Marrying like a reckless rider


Brother, I fought with myself all night and then knocked you out. I will share some things with you later.

I was a divorcee. After 8 years, I agreed to my second marriage on my parents’ wishes. I got married in 2022 through this platform. My husband was living outside the country at that time. I was completely honest from my side, but he hid many things. If I had known the truth, I would never have agreed to this marriage.

Since the wedding, he kept me in my father’s house, never taking responsibility. In my family, I have my parents and a younger brother. Another brother is married. We are a small, educated, middle-class family that values honesty and religion.

Before marriage, we talked for a year. I was a broken-hearted person, nervous about marriage, and he won me over with his soft words, much like a smooth rider maneuvering a motorcycle on an empty road. But after marriage, he went in the opposite direction of everything he promised. He didn’t even let me post pictures of us together. He never let me touch his three mobile phones. I accepted it all. But the real problem was his family.

His family is like a chaotic road with too many riders going in different directions. His mother dominates the household, and his married sister, who spends most of her time there, creates an unbearable environment for any new bride. He told me he left his first wife because of her bad character. But later, I learned from his relatives that he lied. The truth was that he took dowry, left the country, and later divorced her after nine years. Had I known this, I would never have married him.

He forced me into a mutual divorce. Just two months later, I saw him posting for marriage again in this group, much like a reckless biker always looking for a new ride without caring for the previous one. Brother, I don’t want another girl to fall into his trap. The man lies a lot, and his words and actions never match.

No one from his family, acquaintances, neighbors, or relatives wants to marry him. My fault? I don’t tolerate lies, broken promises, or dishonesty.

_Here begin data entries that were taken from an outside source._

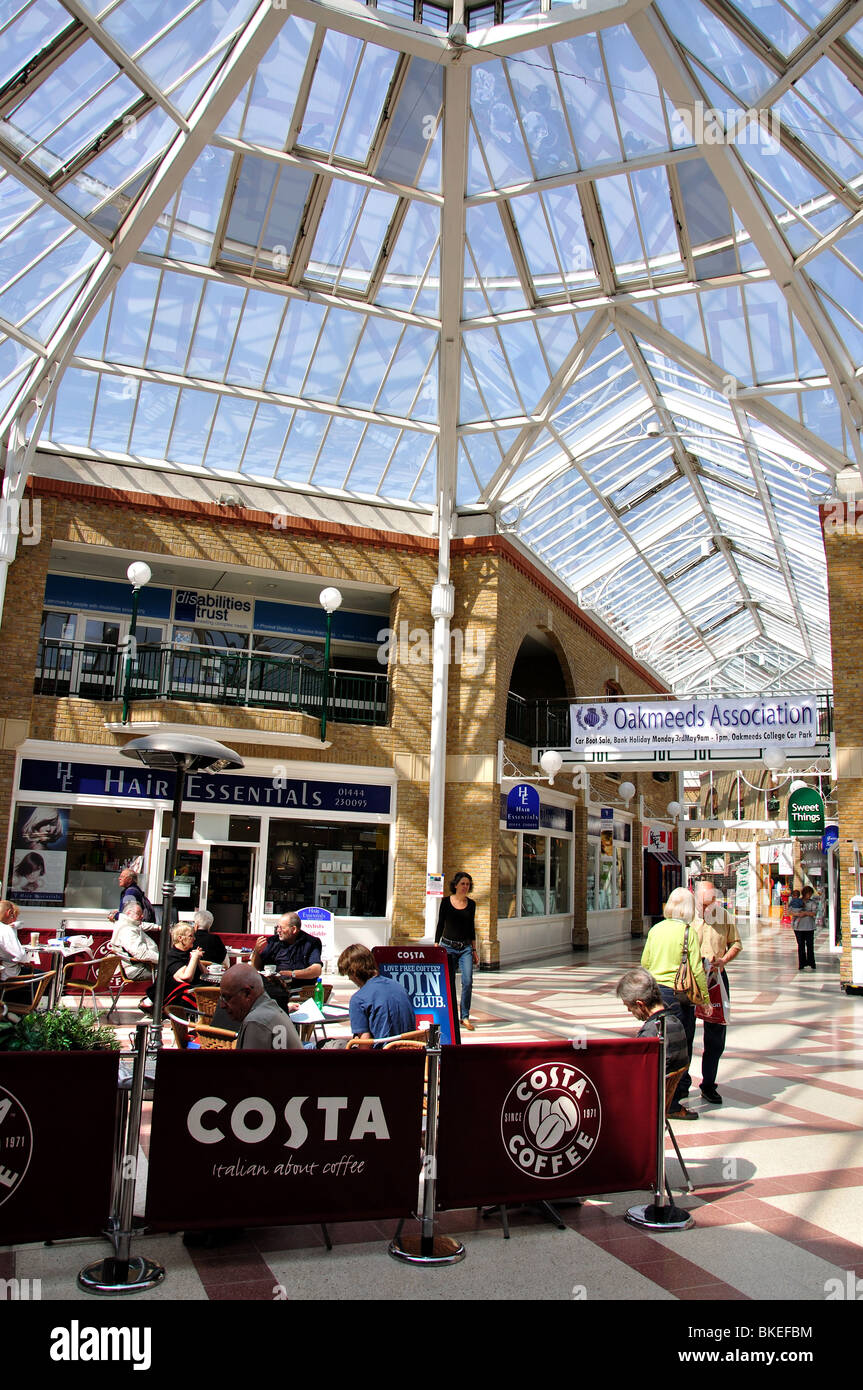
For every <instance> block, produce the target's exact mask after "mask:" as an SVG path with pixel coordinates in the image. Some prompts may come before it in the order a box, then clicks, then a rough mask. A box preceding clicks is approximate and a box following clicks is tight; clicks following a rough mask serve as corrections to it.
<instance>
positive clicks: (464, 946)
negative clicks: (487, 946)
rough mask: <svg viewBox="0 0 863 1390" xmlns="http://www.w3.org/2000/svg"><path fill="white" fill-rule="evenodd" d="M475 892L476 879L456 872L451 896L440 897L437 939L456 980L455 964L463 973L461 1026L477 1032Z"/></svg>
mask: <svg viewBox="0 0 863 1390" xmlns="http://www.w3.org/2000/svg"><path fill="white" fill-rule="evenodd" d="M472 891H474V880H472V878H471V876H470V874H468V873H457V874H456V877H454V878H453V880H452V881H450V885H449V892H450V895H449V898H442V899H441V912H439V913H438V930H436V931H435V941H436V942H438V944H439V945H442V947H443V949H445V951H446V954H447V956H449V965H450V972H452V979H453V992H454V972H456V965H457V966H459V970H460V974H461V1006H460V1009H459V1016H460V1019H461V1027H463V1029H468V1030H470V1031H471V1033H472V1031H474V1024H472V1023H471V990H472V984H474V966H475V965H479V956H478V955H477V926H475V919H477V903H475V902H474V899H472V898H468V894H470V892H472Z"/></svg>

If I see injustice, I speak up. And he, like an unlicensed rider, keeps switching paths whenever he pleases.

I protested four months after marriage when I saw the reality of his family. That was my crime. After that, he never took me home again. My father, who was in the ICU battling for his life, was mentally tortured by this man and his family. He ignored my father’s calls. The way he treated me was no less than someone leaving behind a broken-down motorcycle on the side of the road after using it for a ride.

When I realized that he only marries for convenience and leaves when he finds something “better,” I had no choice but to step away. But I fear for the next girl who might be deceived by his smooth words and false promises. Brother, please do something. No girl should ruin her life with him. He and his family are like a dangerous road full of potholes—once you step in, it’s hard to get out without damage.

For the sake of all women, I am warning you—he is not what he pretends to be. I have silently walked away to protect my dignity, but I will not stay silent if another girl falls into his trap.